In a large bowl, combine cherries, sugar, Black Cherry Balsamic Vinegar, cornstarch, and fresh rosemary. Stir until well combined and set aside.
Roll out one pie crust into a 12-inch circle and gently place into a 9x2-inch pie dish. Press into place.
Pour the cherry filling into the crust, including any juices.
Roll out the second pie dough on a floured surface. Slice into strips and arrange in a criss-cross lattice pattern over the filling.
Trim excess dough, press edges together to seal, and fold the crust under to create a thick edge. Crimp or scallop as desired.
In a small bowl, whisk together egg, milk, and Rosemary Olive Oil to create an egg wash.
Lightly brush the lattice crust with the egg wash and sprinkle generously with turbinado sugar.
Place the pie on a baking sheet and bake at 400°F for 20 minutes.
Without removing the pie from the oven, reduce temperature to 375°F and bake an additional 30–35 minutes.

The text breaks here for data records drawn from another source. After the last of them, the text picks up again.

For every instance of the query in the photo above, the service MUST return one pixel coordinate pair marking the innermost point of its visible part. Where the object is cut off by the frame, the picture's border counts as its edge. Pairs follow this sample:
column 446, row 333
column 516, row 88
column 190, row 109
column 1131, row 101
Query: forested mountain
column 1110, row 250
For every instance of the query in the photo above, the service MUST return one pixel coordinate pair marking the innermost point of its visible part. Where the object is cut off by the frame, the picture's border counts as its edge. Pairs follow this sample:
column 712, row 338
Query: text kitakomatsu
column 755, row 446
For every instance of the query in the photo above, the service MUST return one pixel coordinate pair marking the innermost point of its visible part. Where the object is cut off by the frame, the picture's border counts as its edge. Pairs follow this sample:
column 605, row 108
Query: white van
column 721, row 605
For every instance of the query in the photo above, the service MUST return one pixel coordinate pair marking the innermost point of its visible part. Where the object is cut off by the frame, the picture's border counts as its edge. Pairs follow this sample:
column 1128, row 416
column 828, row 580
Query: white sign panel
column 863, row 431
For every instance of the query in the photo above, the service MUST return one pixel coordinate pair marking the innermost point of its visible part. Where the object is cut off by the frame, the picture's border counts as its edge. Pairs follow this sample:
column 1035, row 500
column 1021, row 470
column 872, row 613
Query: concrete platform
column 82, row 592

If crust browns too quickly, cover edges with foil or a pie shield.
Remove from oven and allow to cool completely on a rack for 3 hours before slicing.
Recipe Note
Tracey’s Notes
- Letting the pie cool fully is key — it allows the filling to thicken beautifully.
- Rosemary should be finely chopped so it enhances without overpowering.
- The balsamic deepens the cherry flavor rather than making it tangy.
Optional
- Serve with vanilla ice cream or lightly sweetened whipped cream.
- Add a pinch of cinnamon for extra warmth.
- Drizzle a small amount of Black Cherry Balsamic over ice cream when serving.